Job Description
Are you passionate about ensuring maximum system uptime and optimizing infrastructure? Moreover, do you want to make a significant impact on cloud infrastructure? Join our team as a Site Reliability Engineer and drive innovation in system reliability.
About the Role
As a Site Reliability Engineer, you’ll bridge the gap between development and operations. Furthermore, you’ll ensure our systems run smoothly and efficiently. Additionally, you’ll implement automation solutions that enhance system reliability.
Key Objectives
In particular, our Site Reliability Engineer will focus on these essential goals:
- Monitor production environments and maintain system health
- Build automated solutions for infrastructure management
- Optimize system performance and improve uptime
- Implement DevOps best practices and troubleshooting procedures
- Collaborate with development teams on reliability improvements
Core Responsibilities
Moreover, you’ll handle these key responsibilities:
- Analyze system metrics and performance data for optimization
- Partner with teams to implement rigorous testing procedures
- Design scalable systems using cloud technologies
- Create automation scripts using Python and Linux tools
- Monitor application performance and troubleshoot issues
- Participate in capacity planning and system design consulting
Required Skills & Qualifications
Consequently, we’re looking for candidates with:
- Bachelor’s degree in Computer Science or related field
- Strong programming skills in Python and shell scripting
- Experience with cloud platforms and monitoring tools
- Knowledge of Linux system administration
- Understanding of DevOps practices and automation
- Proven troubleshooting and system engineering abilities
Application Process
Ready to become our next Site Reliability Engineer?
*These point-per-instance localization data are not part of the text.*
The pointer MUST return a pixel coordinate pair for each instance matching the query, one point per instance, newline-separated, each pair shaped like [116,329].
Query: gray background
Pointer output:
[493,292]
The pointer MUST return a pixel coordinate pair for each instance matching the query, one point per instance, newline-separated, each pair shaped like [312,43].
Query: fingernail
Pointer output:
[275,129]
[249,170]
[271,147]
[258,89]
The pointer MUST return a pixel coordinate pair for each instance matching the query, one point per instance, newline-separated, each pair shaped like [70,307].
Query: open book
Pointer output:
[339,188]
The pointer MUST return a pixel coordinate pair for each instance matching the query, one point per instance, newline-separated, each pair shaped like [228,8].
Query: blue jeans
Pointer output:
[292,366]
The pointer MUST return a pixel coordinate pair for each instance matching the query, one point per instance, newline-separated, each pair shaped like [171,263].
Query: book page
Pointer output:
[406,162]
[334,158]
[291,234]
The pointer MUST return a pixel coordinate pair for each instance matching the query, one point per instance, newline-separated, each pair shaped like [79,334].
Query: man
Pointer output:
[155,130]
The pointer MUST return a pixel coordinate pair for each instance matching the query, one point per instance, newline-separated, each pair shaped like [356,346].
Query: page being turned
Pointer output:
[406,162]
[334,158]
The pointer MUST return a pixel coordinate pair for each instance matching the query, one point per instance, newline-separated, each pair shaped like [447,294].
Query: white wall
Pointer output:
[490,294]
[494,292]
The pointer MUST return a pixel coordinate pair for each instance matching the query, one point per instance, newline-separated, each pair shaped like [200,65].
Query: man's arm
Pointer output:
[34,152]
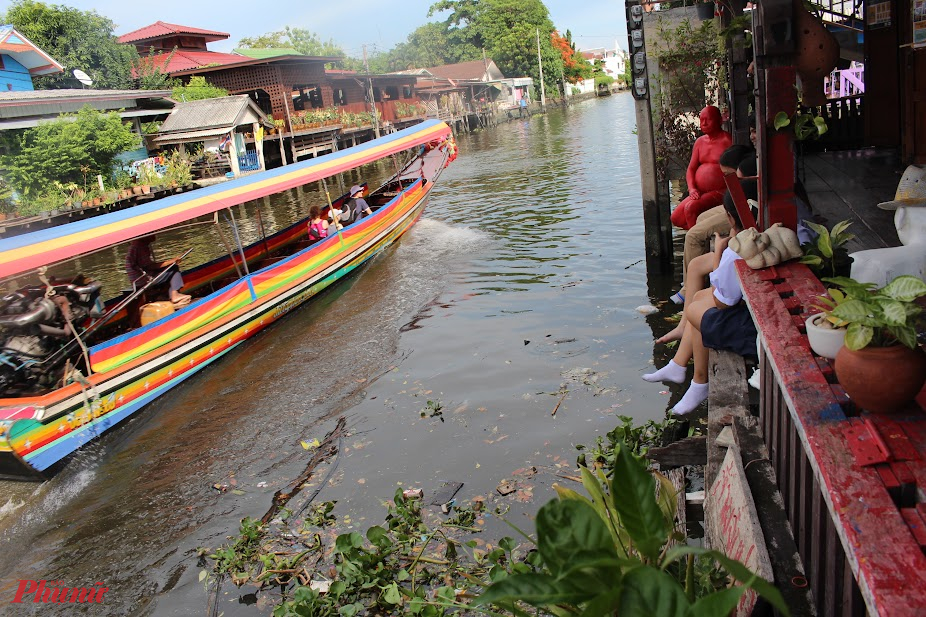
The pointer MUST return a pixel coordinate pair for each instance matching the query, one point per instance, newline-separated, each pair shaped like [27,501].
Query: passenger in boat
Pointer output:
[318,227]
[717,318]
[705,181]
[358,205]
[141,268]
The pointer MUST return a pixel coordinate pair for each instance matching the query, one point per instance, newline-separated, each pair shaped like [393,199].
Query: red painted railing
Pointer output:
[850,481]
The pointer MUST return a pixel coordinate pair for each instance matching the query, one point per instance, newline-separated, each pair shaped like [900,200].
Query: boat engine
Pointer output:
[37,331]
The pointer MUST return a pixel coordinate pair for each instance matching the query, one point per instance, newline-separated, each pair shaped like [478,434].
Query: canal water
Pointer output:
[502,330]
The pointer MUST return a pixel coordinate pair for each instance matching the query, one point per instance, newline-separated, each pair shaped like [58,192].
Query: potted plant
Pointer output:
[827,255]
[825,331]
[880,365]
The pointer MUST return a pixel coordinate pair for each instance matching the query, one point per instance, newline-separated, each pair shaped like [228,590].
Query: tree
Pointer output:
[575,66]
[76,39]
[198,89]
[507,30]
[73,148]
[304,41]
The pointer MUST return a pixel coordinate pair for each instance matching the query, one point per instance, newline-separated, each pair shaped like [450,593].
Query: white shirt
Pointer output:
[724,279]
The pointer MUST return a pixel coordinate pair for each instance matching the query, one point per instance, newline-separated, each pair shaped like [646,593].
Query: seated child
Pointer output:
[715,318]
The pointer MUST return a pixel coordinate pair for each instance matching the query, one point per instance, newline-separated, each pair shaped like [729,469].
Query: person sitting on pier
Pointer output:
[359,207]
[735,159]
[705,180]
[141,268]
[318,227]
[716,317]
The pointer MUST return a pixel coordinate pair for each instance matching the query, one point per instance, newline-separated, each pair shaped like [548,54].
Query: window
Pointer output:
[307,96]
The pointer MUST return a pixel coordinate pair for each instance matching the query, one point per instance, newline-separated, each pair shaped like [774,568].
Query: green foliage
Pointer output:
[690,64]
[827,255]
[639,438]
[303,41]
[74,148]
[805,125]
[77,40]
[585,571]
[877,317]
[198,89]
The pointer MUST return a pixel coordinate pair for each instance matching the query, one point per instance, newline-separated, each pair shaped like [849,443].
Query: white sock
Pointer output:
[694,396]
[670,372]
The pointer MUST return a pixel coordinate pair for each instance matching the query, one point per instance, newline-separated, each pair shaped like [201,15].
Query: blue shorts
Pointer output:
[730,329]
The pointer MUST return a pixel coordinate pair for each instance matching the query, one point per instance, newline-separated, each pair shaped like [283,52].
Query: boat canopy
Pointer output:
[26,252]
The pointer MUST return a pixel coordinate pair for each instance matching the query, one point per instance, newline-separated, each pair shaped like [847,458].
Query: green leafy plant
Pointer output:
[827,255]
[805,125]
[611,554]
[875,317]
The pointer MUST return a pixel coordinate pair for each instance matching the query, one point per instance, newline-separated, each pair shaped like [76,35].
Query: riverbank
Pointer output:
[515,295]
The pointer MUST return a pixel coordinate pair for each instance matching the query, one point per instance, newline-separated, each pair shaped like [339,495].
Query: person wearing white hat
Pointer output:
[359,207]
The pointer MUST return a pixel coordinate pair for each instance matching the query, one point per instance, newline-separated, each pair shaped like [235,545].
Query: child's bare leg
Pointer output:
[697,272]
[675,371]
[698,390]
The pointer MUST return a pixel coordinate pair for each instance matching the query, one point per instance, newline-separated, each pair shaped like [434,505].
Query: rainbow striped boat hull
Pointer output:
[133,369]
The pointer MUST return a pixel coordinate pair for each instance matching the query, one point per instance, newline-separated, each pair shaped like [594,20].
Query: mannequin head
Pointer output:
[710,120]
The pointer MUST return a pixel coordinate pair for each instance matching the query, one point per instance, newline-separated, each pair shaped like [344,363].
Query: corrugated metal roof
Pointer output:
[474,70]
[266,52]
[186,136]
[161,29]
[225,112]
[14,44]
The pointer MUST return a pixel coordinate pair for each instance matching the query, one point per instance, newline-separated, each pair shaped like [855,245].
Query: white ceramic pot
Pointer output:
[825,342]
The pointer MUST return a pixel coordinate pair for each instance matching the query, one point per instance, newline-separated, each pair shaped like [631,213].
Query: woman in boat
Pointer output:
[141,268]
[318,227]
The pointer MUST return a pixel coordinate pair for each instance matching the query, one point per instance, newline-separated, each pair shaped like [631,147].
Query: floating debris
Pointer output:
[413,493]
[506,488]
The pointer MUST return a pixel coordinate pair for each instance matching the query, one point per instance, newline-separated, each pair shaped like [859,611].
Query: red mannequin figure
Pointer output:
[705,180]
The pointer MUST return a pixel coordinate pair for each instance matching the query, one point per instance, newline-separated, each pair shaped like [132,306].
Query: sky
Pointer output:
[378,24]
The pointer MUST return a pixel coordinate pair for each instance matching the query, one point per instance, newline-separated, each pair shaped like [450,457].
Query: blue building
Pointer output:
[20,60]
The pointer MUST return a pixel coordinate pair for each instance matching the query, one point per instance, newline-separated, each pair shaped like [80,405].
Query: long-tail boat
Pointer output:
[72,367]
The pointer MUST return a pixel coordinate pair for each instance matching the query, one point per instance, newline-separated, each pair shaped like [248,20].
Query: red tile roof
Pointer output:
[162,29]
[183,60]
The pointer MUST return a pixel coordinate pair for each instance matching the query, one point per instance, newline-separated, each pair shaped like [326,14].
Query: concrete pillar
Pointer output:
[259,146]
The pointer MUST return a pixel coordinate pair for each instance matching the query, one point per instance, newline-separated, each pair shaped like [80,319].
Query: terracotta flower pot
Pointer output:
[881,379]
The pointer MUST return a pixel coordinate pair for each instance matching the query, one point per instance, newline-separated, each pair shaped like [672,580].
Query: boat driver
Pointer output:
[141,268]
[359,207]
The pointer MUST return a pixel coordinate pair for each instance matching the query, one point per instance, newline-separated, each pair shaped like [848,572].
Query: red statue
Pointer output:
[705,180]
Subsequently, learn more about us and apply today. For additional insights, check out Google’s SRE Handbook to understand industry best practices.
Objectives of this role
- Run the production/UAT environment by monitoring availability and taking a holistic view of system health
- Build software and systems to manage platform infrastructure and applications
- Improve reliability, quality, and time-to-market of our suite of software solutions
- Measure and optimize system performance, to push our capabilities forward, getting ahead of customer needs, and innovate for continual improvement
- Provide primary operational support and engineering for multiple large-scale distributed software applications.
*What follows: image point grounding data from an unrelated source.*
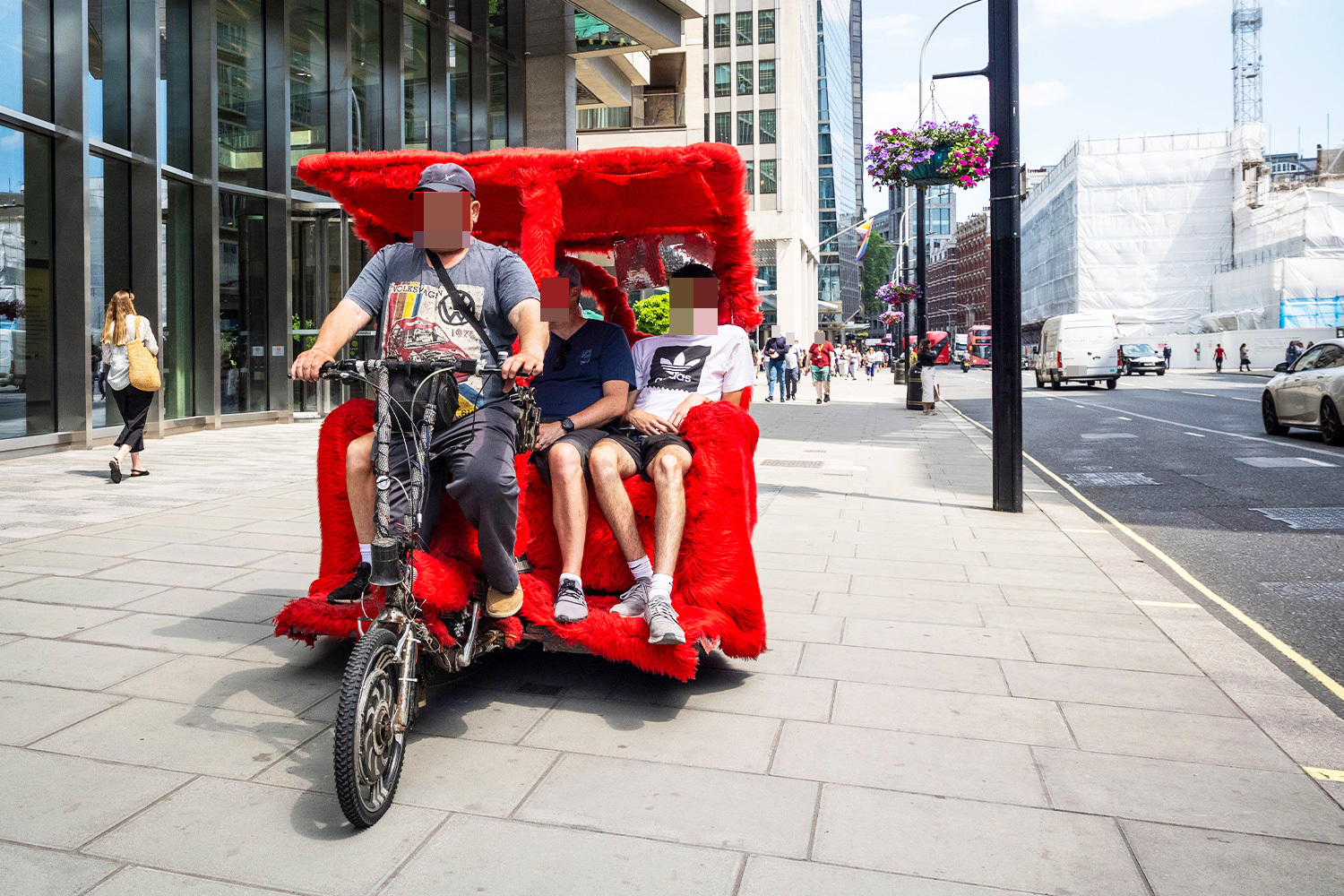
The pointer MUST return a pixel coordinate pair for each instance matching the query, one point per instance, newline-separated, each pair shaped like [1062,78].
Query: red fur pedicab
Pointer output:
[623,203]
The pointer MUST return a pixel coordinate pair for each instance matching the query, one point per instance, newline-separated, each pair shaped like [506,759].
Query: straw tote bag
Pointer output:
[144,367]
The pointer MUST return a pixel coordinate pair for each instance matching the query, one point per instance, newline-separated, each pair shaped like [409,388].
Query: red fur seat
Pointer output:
[715,589]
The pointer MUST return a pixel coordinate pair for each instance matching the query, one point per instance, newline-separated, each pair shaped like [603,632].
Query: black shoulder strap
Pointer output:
[462,304]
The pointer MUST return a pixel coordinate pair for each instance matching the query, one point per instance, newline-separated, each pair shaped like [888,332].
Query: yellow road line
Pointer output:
[1274,641]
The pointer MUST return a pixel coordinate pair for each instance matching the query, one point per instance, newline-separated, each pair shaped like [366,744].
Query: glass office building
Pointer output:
[152,147]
- Engage in and improve the whole lifecycle of services from inception and design, deployment, operation, and refinement
- Collaborate with stakeholders to set SLO and maintain Service level Indicators (SLI’s) that are representative of our customer experience and/or committed SLA
Responsibilities
- Gather and analyze metrics from operating systems as well as applications to assist in performance tuning and fault finding
- Partner with development teams to improve services through rigorous testing and release procedures
- Participate in system design consulting, platform management, and capacity planning
- Create sustainable systems and services through automation and uplifts Balance feature development speed and reliability with well-defined service-level objectives
Required skills and qualifications
- Master’s/Bachelor’s degree (or equivalent) in computer science or related discipline
- Ability to program using one or more high-level languages, such as Python and Shell scripting.
- A proactive approach to identifying problems, performance bottlenecks, and areas for improvement.